Exhibition | William Birch, Ingenious Artist
From The Library Company of Philadelphia:
William Birch, Ingenious Artist: His Life, His Philadelphia Views, and His Legacy
The Library Company of Philadelphia, 1 May — 19 October 2018
Through watercolors, enamels, manuscripts, books, and prints—some of which have never before been exhibited—we will explore the life and work of one of the most important artists of the Federal period, William Birch (1755–1834).
Birch established himself in London as a miniaturist and a graphic artist before immigrating to Philadelphia, where he published the first two American books of engraved views. The City of Philadelphia in the Year 1800 captures the spirit of the cultural and political capital of the new nation and remains a cornerstone of Philadelphia iconography. His second book, The Country Seats of the United States (1808), brought to America the ideal of the country house in a picturesque landscape, a vision that persists to this day. Join us as we explore Birch’s transatlantic career as an enamellist, landscape architect, and artist of the British and American scene.
◊ ◊ ◊ ◊ ◊
With a symposium scheduled for October:
William Birch and the Complexities of American Visual Culture
The Library Company of Philadelphia, 5 October 2018
“This country is new and flourishing. The mechanical arts are at their highest pitch, but the fine arts are of another complexion.

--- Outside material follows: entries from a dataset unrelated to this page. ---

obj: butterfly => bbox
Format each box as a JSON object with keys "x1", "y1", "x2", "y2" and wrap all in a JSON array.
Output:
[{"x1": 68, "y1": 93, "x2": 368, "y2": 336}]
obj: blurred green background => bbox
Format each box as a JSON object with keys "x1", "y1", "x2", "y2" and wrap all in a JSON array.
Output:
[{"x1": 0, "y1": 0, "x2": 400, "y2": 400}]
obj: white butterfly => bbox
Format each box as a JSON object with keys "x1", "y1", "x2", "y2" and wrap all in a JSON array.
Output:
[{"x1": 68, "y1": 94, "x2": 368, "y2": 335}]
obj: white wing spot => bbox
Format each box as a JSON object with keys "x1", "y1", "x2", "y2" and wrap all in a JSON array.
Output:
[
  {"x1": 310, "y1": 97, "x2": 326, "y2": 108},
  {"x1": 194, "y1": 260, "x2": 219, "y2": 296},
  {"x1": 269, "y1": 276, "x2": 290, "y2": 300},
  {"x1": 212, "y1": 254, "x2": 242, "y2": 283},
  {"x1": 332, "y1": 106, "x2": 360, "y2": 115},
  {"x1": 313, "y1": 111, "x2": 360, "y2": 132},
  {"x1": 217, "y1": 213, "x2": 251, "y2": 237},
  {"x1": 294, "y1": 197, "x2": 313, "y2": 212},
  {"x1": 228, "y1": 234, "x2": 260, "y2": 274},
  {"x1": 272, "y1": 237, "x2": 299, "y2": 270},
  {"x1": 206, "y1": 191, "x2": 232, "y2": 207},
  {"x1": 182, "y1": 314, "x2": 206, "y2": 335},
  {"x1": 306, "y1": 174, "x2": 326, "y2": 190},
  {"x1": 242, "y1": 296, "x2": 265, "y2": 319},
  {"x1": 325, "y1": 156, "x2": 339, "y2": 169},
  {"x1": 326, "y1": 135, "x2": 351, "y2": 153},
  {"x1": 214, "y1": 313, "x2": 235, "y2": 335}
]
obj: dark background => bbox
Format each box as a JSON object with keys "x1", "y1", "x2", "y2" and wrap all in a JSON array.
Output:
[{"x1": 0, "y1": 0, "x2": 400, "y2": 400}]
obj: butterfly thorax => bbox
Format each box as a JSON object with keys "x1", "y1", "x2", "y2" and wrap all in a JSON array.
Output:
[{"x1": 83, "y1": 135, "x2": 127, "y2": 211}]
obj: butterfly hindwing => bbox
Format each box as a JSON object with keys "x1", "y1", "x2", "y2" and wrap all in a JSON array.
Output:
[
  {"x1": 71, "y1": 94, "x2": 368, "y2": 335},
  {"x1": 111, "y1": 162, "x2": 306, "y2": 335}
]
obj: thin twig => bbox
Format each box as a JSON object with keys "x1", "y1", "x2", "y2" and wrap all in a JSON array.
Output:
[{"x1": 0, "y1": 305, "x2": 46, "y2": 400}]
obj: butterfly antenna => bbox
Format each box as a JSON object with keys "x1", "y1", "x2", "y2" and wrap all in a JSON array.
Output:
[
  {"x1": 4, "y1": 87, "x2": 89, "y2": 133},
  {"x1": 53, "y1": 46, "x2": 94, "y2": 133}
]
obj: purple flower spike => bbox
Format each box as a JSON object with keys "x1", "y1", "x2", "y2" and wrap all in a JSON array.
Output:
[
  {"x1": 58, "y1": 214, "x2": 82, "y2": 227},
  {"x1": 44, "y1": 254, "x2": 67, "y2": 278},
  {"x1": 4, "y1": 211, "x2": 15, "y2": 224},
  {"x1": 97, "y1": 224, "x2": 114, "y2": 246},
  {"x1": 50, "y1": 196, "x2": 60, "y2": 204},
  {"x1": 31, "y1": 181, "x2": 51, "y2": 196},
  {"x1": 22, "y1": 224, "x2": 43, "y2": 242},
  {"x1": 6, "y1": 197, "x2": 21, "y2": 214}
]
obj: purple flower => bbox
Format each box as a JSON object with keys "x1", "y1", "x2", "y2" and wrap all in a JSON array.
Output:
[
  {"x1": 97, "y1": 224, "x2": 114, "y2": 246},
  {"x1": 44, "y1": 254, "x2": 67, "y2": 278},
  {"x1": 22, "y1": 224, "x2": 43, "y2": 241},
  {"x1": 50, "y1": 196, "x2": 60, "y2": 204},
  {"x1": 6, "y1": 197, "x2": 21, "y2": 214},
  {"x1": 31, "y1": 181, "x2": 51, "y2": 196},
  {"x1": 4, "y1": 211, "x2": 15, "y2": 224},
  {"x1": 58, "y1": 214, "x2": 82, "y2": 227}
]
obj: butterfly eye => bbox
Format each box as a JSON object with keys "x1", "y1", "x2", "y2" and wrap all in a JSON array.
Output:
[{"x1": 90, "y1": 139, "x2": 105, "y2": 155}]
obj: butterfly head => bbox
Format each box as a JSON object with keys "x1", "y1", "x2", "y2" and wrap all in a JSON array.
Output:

They are the last polish of a refined nation… From an insignificant conceit of merit we have generally no knowledge of or feeling for, our imitations of nature, however beautiful, are mechanical altogether. But [these limitations] may be considered as the first lesson necessary for the fine arts… I do not profess myself a member of the fine arts; I am a copyist only, but from my knowledge of them [I] have been allowed judgment and taste, which is competent to give me a relish for them …” –William Birch
In celebration of the tenth anniversary of the establishment of the Visual Culture Program at the Library Company of Philadelphia (VCP), a one-day symposium on Friday, 5 October 2018 will explore the visual, cultural, and social themes elicited from the work of Philadelphia artist William Russell Birch (1755–1834). Inspired by the Library Company’s 2018 exhibition about Birch and his art, the symposium aims to promote discussions that reflect broadly on the continual resonance in American visual culture of the work of this premier enamel miniaturist, aspiring gentleman, and artist of the first American viewbooks.
While British-born Birch’s Views of Philadelphia (1798–1800) was enormously successful, his second, smaller plate book, The Country Seats of the United States (1808), in essence failed. Yet both—promoted through subscription—remain cornerstones of Philadelphia iconography and American visual culture and its complexities. Birch’s body of work includes some of the earliest American visual records of the new nation’s preeminent city as well as expressions of picturesque landscape crucial to 19th-century American makers of art. At the same time, his work evinces political and cultural propaganda, aesthetics of the ordinary and the everyday, and innovation in design.
Presentations are intended to foster broad and interdisciplinary discussions about the aesthetic, political, social, cultural, economic, material, and technological themes in Birch’s art, in his own time, and in the two centuries that followed. We will ask: What can be learned from works conceived and executed by a non-native artist parallel to constantly (and infinitely) evolving fields and definitions of art, and means of art production, distribution, and appreciation?